Le risque, c’est qu’en écoulement laminaire (seul le vol d’onde permet d’atteindre les hautes altitudes), le frottement de l’air fasse vibrer à fréquence constante la structure du planeur (on les entends parfois « chanter » les grandes plumes) jusqu’à l’apparition, au dessus de la VNE, de phénomènes de résonance qui peuvent détruire la structure du planeur. Et avec l’altitude, la vitesse indiquée par le badin est faussée du fait de la baisse de la pression atmosphérique: il faut ajouter 1% par tranche de 600 pieds): la vitesse vraie de l’écoulement de l’air devient nettement supérieure à celle mesurée par le badin. C’est pourquoi ces vols sont si délicats.

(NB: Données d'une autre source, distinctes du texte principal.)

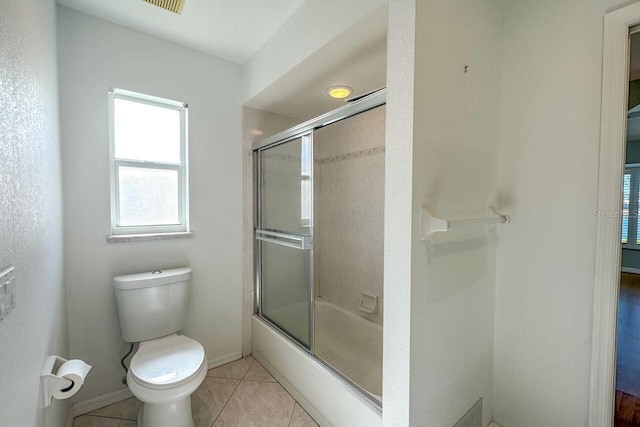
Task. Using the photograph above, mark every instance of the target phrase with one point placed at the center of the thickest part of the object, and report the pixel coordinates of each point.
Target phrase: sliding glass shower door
(284, 236)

J’espère que mes souvenirs d’ancien vélivole ne me trahissent pas
En faisant les calculs c’est vous qui avez totalement raison. A 70000 pieds la vitesse d’écoulement de l’air est 3,5 x plus rapide que celle indiquée par le badin… Un U2 volant à 285 km/h au badin à une telle altitude a en réalité de l’air qui s’écoule à 1000km/h autour de lui… Sûr qu’aborder le domaine transsonique avec des grandes plumes droites n’est pas une situation d’avenir.
Mea culpa.
Bonjour,
C’est vrai que l’avion était tellement bon qu’ils ont réouvert la chaine de fabrication pour en refabriquer des neufs?